The new film historians have been much more interested in contextualizing film and television history in the broader arena of cultural studies and cultural critique. They have attempted to ground film history in an empirical methodology, based on academic conventions of evidence gathering and presentation. No longer is film history a matter of connoisseurship and the analysis of individual examples of film art or the oeuvre of so-called film auteurs. Rather, the new media historians see film and television as one form of evidence in an historical discourse.
While the goal of standard film histories of the past was to establish aesthetic norms of quality for cinema history, the new media history is interested in describing and analyzing the technological, economic, social, political, ethical, and aesthetic development of the medium of film and the institution of cinema. Furthermore, the new methodologies have shifted the focus from a critic’s reading of a given artifact to a reconstruction of the historical audience’s readings and usage of cinema and television.
Such an agenda means that virtually any form of moving image can function as historical evidence, whether fiction feature film or short, documentary or avant-garde film, advertising film or ethnographic film, industrial or medical film, amateur film or newsreel. It also means that the material culture of moving image media has become a much more important factor in the construction of history. Not just the images, but the documents produced in film production, distribution, and exhibition become the raw materials of the new history, whether film scripts and treatments, film production records, contemporary film reviews, film industry trade periodicals, film stills and posters, oral histories, and personal correspondence.

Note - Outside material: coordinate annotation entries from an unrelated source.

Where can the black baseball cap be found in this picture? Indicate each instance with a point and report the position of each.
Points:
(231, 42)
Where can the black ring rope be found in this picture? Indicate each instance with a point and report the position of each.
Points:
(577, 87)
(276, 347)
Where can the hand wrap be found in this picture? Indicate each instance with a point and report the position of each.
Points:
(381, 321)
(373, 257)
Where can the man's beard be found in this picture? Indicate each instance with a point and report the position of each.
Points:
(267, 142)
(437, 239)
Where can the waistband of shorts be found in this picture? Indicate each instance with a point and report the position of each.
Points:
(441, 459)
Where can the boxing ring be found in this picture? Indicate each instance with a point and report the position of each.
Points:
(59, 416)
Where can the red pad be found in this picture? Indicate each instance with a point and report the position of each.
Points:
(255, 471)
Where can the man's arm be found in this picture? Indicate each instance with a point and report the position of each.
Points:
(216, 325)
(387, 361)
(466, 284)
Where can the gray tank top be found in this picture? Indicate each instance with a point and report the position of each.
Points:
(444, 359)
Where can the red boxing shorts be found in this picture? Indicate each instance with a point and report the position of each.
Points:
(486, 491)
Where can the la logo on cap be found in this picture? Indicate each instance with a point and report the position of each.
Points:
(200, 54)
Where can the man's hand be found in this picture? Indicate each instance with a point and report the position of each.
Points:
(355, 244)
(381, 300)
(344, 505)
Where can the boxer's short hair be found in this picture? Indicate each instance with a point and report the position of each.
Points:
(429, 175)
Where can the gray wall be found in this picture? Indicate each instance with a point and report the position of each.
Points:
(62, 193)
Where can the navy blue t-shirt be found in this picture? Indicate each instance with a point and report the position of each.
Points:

The inevitable conclusion for moving image archivists must be that they should neither exclude material from their archives, nor actively participate in the judgmental game of deciding what is important and what is not. Finally, it means that a symbiotic relationship now exists between archivists and historians: new academic research leads to the formulation of new preservation priorities. For example, a new sensitivity in the archives to amateur film was brought about by academic research, concerned with the cultural value of such material. Conversely, the preservation of materials outside of the classical canon, has lead to further reevaluation of moving image history.
Only the continual interplay between archives and academics will lead to increased knowledge of these media which have so vitally impacted on our perceptions of the world.